I’m interested in the ways that games, game studies, libraries, digital humanities, and liberal arts curriculum intersect, even though I’m not always completely sure how they intersect, especially from a pedagogical perspective.  I noticed the official, legal definition of “humanities” linked to on the THATCamp SE blog, and games is not explicitly listed among the disciplines humanistic scholars study, even though games definitely lead us to ask questions about language, history, ethics, etc.

I also realize that there is already a ton of great work in the THATcamp community on games going on (indeed, if this is truly my interest I may have signed up for the wrong THATcamp!).  Still, I would welcome some more discussions about games, humanities, liberal arts education, and libraries at this (un)conference for a few reasons.
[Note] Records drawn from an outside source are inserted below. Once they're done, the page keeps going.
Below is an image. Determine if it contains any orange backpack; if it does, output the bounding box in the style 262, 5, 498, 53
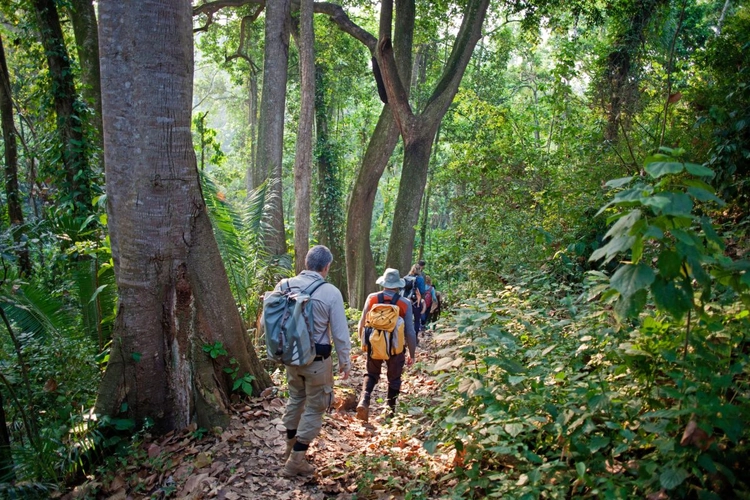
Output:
360, 293, 404, 359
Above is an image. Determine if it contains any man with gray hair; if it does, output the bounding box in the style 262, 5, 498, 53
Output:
276, 245, 351, 476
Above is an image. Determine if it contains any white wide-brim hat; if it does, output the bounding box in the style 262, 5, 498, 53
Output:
375, 267, 406, 288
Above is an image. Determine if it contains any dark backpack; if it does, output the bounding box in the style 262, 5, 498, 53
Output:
263, 279, 326, 366
401, 274, 418, 302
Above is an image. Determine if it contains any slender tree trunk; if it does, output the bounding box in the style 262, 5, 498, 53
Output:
258, 0, 291, 255
96, 0, 270, 432
315, 65, 348, 297
68, 0, 103, 152
245, 70, 265, 192
294, 0, 315, 273
0, 37, 31, 276
345, 1, 415, 308
375, 0, 489, 270
0, 391, 16, 481
33, 0, 92, 216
First, my institution, the University of Montevallo, has a strong commitment to the liberal arts as a foundation for an education leading to “meaningful employment and responsible, informed citizenship.”  Second, one of our newest curricular expansions is the addition of a Game Studies minor.  There are many interdisciplinary conversations about games happening on our campus, and these include gaming and information literacy, or as I like to think of it more broadly, gaming and preparing for life in a participatory democracy.  In the past year, our library has hosted several gaming events at our library, which have been part of the ALA’s National Gaming Day @ your library events.

I was also compelled by a round-table panel this past summer at the New York Public Library called “Digital Humanities and the Future of Libraries.”  A video of the event is on the NYPL page.  Most applicable is Kari Kraus’s talk, which begins around the 18 minute mark.

Kraus claims that the figure of the gamer shadows nearly all groundbreaking digital preservation work that happens today.  I think the implications of this statement are worth discussing.

Some of the questions I have in mind are:

  • What role do libraries play in preserving games as a part of the cultural record, and how should libraries go about this?
  • What other models for preserving games as a tool to teach from a humanities perspective exist?
  • How can we preserve, annotate, and document games and game play to emphasize ways of knowing, learning, and participating in society?